Through the next couple of days, I saw Bradin a few more times and I realized that he really was the sweet guy I had daydreamed about back in Kansas. Without the distraction of his posse, I got his full attention…something I still couldn't understand.
One day, I was walking by the shore on the beach when I saw Bradin attempting to surf. I had to grin. Bradin was spectacular at football back home but c'mon, a surfer in Kansas? I decided to keep a fair distance away and watch him wipe out. The smile I had disappeared as soon as I caught sight of his surfing instructor and the way he was looking at her. She was freakin' gorgeous and Bradin was not exactly hiding the fact that he appreciated it. I swear, his eyes went a little glazed and he nearly began to salivate!
I really shouldn't be surprised, I mean, back in Kansas he had women hanging off him…why would Playa Linda be any different? I was already suspicious when he came up to me that day; this place is completely swarming with would-be swimsuit models, why would he hang with me?
I walked away feeling upset but I knew that I really shouldn't be. We were only friends, if that. Acquaintances. That's it. Nothing more. I should be grateful for even that much…
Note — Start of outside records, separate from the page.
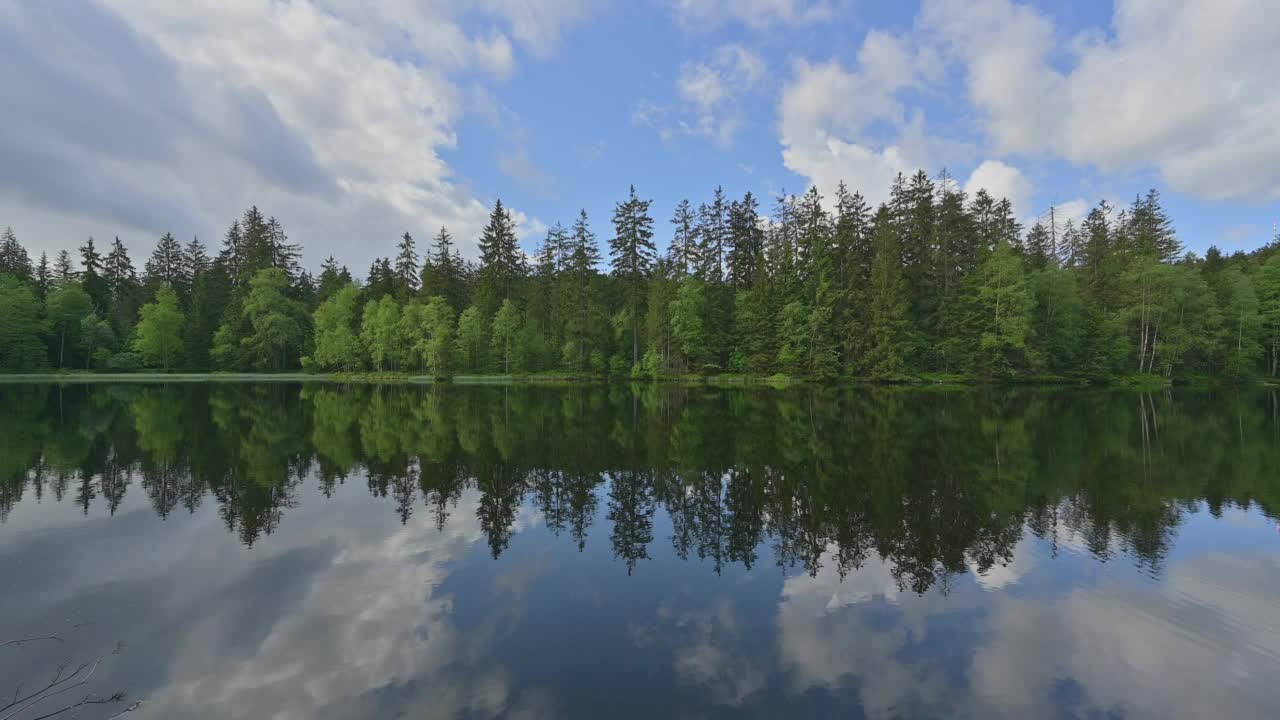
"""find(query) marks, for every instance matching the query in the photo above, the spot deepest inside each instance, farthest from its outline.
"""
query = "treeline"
(932, 281)
(932, 483)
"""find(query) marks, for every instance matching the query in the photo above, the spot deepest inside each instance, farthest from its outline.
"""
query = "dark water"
(314, 551)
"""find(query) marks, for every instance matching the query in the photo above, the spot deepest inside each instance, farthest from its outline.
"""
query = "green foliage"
(21, 327)
(437, 343)
(337, 341)
(280, 326)
(471, 341)
(1001, 314)
(65, 309)
(506, 326)
(888, 329)
(159, 332)
(688, 329)
(382, 333)
(935, 281)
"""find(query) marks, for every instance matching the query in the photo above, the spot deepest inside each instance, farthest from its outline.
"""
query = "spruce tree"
(501, 260)
(684, 240)
(14, 259)
(165, 267)
(407, 277)
(632, 255)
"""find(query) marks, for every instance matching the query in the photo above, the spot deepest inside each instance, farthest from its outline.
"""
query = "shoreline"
(923, 381)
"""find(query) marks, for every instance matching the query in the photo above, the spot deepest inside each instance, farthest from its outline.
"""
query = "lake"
(314, 551)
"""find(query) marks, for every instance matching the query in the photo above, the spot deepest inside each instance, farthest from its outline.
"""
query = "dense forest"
(931, 282)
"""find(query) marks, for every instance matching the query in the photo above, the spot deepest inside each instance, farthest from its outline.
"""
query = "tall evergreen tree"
(64, 270)
(444, 273)
(888, 327)
(684, 240)
(14, 259)
(165, 265)
(632, 254)
(407, 277)
(44, 277)
(501, 261)
(712, 232)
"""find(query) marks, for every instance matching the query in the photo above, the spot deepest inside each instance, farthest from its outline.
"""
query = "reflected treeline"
(932, 482)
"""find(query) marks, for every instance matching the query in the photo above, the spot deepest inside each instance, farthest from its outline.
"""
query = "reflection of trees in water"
(933, 482)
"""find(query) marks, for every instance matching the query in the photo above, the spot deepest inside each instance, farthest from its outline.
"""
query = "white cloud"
(714, 91)
(1184, 86)
(712, 95)
(1002, 181)
(330, 115)
(755, 14)
(1189, 647)
(823, 131)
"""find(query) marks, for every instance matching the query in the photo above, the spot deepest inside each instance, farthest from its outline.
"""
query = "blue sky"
(355, 121)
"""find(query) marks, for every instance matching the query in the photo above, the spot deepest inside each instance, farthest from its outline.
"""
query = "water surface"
(274, 550)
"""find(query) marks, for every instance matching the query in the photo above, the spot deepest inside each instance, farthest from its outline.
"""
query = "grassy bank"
(937, 381)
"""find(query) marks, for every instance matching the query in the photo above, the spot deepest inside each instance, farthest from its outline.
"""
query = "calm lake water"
(288, 551)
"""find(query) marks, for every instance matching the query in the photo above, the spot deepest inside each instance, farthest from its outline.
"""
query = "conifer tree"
(632, 254)
(407, 268)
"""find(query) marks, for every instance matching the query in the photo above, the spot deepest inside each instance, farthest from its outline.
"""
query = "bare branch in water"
(22, 641)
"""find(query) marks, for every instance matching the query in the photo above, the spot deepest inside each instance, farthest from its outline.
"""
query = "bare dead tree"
(60, 693)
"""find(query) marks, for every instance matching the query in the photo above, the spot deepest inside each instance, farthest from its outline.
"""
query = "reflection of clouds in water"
(369, 632)
(705, 650)
(1002, 575)
(1191, 648)
(827, 637)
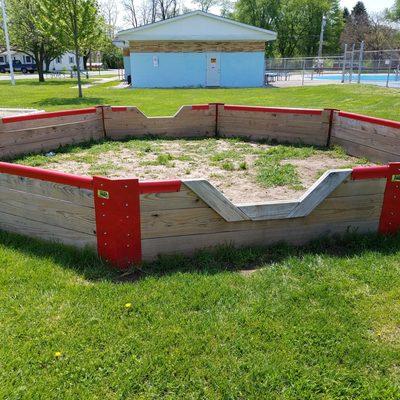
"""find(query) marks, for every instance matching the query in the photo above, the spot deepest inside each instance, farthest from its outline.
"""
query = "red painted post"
(117, 207)
(390, 215)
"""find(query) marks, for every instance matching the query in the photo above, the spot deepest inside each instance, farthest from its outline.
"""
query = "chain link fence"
(354, 66)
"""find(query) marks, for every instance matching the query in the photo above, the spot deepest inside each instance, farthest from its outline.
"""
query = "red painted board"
(117, 209)
(44, 115)
(308, 111)
(390, 216)
(201, 107)
(85, 182)
(373, 172)
(372, 120)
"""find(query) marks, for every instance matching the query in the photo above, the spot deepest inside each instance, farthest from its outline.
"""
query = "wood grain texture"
(185, 123)
(282, 127)
(34, 136)
(185, 46)
(215, 199)
(204, 220)
(293, 234)
(80, 197)
(28, 227)
(346, 205)
(48, 211)
(365, 139)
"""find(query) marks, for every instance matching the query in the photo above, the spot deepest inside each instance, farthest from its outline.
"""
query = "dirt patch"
(245, 172)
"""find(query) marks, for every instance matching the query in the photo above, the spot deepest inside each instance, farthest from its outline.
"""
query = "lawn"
(320, 321)
(59, 94)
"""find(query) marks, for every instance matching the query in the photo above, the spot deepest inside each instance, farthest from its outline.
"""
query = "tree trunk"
(78, 71)
(39, 64)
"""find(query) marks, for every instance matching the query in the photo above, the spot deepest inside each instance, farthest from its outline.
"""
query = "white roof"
(196, 25)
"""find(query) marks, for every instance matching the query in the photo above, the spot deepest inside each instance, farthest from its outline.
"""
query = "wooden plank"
(376, 141)
(215, 199)
(59, 120)
(31, 228)
(48, 210)
(201, 220)
(294, 233)
(171, 201)
(81, 197)
(359, 187)
(321, 189)
(372, 154)
(270, 210)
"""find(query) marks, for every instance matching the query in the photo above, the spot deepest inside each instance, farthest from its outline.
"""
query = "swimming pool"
(376, 79)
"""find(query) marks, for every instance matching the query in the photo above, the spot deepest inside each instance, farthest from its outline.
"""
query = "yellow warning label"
(103, 194)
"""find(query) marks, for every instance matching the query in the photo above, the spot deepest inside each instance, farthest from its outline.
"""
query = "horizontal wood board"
(47, 211)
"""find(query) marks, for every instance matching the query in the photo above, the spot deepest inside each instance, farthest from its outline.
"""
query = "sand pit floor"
(246, 172)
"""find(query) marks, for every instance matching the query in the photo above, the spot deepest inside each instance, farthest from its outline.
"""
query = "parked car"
(19, 67)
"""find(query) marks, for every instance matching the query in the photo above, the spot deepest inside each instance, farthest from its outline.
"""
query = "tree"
(204, 5)
(131, 13)
(357, 26)
(110, 14)
(393, 13)
(297, 23)
(32, 29)
(80, 28)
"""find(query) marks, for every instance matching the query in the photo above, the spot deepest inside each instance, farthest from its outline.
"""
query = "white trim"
(119, 39)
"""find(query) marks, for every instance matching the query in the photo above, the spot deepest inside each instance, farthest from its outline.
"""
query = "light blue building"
(196, 49)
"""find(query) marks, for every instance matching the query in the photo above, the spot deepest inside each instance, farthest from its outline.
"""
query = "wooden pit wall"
(378, 140)
(48, 131)
(48, 211)
(189, 121)
(182, 223)
(280, 124)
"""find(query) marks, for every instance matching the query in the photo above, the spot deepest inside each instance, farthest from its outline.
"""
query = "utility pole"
(321, 36)
(3, 6)
(360, 61)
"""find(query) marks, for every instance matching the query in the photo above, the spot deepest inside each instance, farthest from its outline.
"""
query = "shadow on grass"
(62, 101)
(209, 261)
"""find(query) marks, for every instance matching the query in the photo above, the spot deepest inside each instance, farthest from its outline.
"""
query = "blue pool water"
(379, 79)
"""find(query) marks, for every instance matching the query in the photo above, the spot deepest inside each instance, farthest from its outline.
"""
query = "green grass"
(320, 321)
(54, 95)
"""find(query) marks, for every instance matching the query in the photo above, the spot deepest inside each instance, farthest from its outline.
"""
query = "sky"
(372, 7)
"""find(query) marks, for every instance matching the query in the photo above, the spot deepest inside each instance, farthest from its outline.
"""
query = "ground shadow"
(220, 259)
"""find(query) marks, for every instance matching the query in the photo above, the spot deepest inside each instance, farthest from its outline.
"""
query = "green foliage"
(33, 30)
(297, 23)
(111, 57)
(58, 95)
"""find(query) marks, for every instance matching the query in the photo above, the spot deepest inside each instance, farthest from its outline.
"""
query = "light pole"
(321, 36)
(3, 6)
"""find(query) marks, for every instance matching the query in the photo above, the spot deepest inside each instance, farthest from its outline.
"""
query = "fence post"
(360, 61)
(388, 76)
(344, 62)
(352, 63)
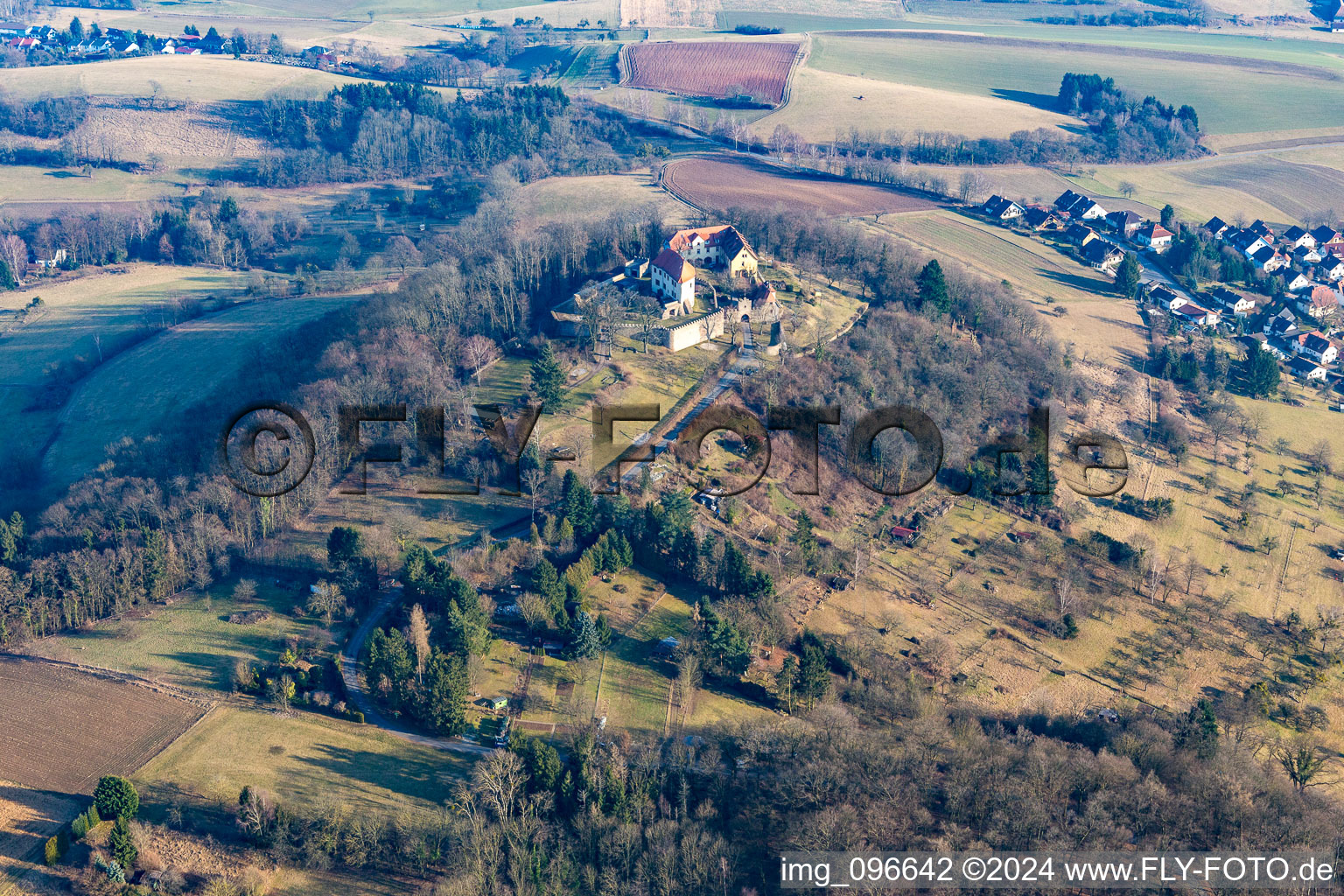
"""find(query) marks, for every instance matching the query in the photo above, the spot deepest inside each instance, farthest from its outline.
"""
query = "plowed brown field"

I've always had such a crush on him and it was only growing now that I actually talked to him… I didn't want to get my hopes up… I knew I'd get hurt.
I wanted to avoid him but I couldn't. How could I throw away a chance to hang around Bradin? So, I continued spending some time with him, doing my best to act as natural as possible but at the same time hiding who I really was. All he got to see was a mask, and it was just safer that way. Anyways, he was making new friends and spending less time with me anyways.
"When are you going to relax?" Bradin asked me one day.
"What?" I exclaimed, startled.
"Jessica, I'm not that dense. You're always so tense around me. Like you've got your guard up." He elaborated.
"That's…uh," I fumbled.
"We've known each other for two weeks now and I still feel as if I don't really know you." He looked at me. "We're friends, aren't we?"
I closed my eyes to prevent myself from yelling at him. A few weeks my ass!
"I'm not going to bite," he grinned. "Honestly, what are you afraid of? Have I ever done anything that's hurt you in the short time we've known each other?"
That's it! "Bradin, for the love of God! I thought after two weeks you would've realized by now, but obviously you haven't. Yes, you've done something that's hurt me. Very deeply! Because we haven't known each other for two weeks. Or at least I haven't. I lived in the same town as you did in Kansas. I lived there my whole life. We went to the same school and lived within twenty minutes walking distance. Bradin, I knew who you were ever since the first day of pre-school! I grew up with you! Fifteen years! God, and then you come over and introduce yourself as if it's the first time we've met. You had absolutely no memory of me at all. That's why I'm not opening up even a little to you. You had fifteen years for that. You have no idea how much this hurts! Go to hell, honestly!" I yelled, shoving myself out of the chair I was sitting in and striding off fuming.
I realized I had hot tears sliding down my face and swiped them away forcefully. How dare he, honestly? I had made it to the boardwalk before I felt a pair of hand on my shoulders.
"Jess, I'm sorry…" Bradin told me softly. I shrugged off his hands and pushed him away.
"Leave me alone Westerly." I snapped in a low voice. I turned and ran before he could say anything more.